Serbian novelist, short story writer, essayist, and translator, (1967–2019)

Aleksandar Bjelogrlić (8 February 1967 - 6 February 2019) was a Serbian novelist, short story writer, essayist and translator, distinguished for his evocative, sometimes plain prose style and almost exclusive reliance to contemporary settings mixed with mystery and fantasy motifs.

==Early life==
Born in Zrenjanin, he studied Comparative literature at the University of Belgrade Faculty of Philology.

==Work==
Igra gluvih telefona (Dead telephones game) was his first published story that came out in 1991 in the pages of Letopis matice srpske, one of the most prominent Serbian literary magazines. The story was later slightly adapted and renamed as Anonymous in the short-story collection of the same title published in 2005.

Besides this, Bjelogrlic's bibliography includes short story collections Kraken (1995), Temeljna opcija (Basic Option, 2007) and Citadela (Citadel, 2012), as well as a critically well acclaimed novel Brazilski akvarel (Brazilian Aquarelle, 2010), a mystery thriller encompassing such different settings as French Guiana, Vojvodina and Moscow. Centered on the character of a retired leggionaire, Aquarelle explores deeply rooted folk believings through narrative immersed in the atmosphere of utmost social corruption.

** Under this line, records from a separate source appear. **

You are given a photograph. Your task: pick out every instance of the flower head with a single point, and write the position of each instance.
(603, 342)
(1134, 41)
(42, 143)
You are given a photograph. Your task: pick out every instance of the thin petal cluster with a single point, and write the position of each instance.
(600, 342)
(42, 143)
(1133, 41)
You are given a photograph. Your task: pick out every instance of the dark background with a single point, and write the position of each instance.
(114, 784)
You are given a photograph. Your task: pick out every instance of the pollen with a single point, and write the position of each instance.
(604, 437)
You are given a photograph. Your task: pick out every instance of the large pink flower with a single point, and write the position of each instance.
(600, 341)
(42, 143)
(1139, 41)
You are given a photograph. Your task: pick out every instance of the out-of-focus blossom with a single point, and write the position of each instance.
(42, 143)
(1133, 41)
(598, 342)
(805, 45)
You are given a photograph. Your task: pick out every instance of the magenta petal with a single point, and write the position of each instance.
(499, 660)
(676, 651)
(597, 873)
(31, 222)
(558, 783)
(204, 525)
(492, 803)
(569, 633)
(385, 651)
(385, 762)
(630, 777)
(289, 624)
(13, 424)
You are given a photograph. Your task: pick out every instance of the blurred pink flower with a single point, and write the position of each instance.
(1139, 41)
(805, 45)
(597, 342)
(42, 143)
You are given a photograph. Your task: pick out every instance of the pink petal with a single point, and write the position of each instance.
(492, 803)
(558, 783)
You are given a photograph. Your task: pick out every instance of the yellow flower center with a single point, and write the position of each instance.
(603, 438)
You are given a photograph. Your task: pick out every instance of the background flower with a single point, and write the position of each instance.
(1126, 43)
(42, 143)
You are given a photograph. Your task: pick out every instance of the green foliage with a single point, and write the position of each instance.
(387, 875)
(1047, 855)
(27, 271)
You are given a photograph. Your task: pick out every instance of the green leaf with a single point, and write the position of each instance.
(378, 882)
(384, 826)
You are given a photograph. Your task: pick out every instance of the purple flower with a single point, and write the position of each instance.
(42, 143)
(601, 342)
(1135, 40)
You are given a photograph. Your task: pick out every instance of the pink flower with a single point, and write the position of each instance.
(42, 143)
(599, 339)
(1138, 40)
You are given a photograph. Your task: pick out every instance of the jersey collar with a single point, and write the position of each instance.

His collections of essays Nevidljivi arhipelag (Stealth Archipelago, 1994) and Tri eseja o zduhacu pripovedanja (Three Essays On the Dybbuk of Narration, 2000) respectively deal with the themes of mysticism in literature and narratology. His essay Kafka’s Poor Chirihau was published in Boston University's Partisan Review in 1998.

His translations from English to Serbian include Tim Parks’ novel Shear, Doris Lessing’s London Observed, Montague Rhodes James’ ghost stories collection and Robert James Waller’s A Thousand Country Roads.

He was an editor with the Serbian regional newspaper Zrenjanin and occasional contributor to leading national newspapers and magazines. His column Rocky Inspires Success in Serbia, dealing with the challenges and perspectives of the Serbian social and economic transition, appeared in the Transitions Online journal in 2007, from where it was republished in the Businessweek magazine that same year.

He died on 6 February 2019 at the age of 52.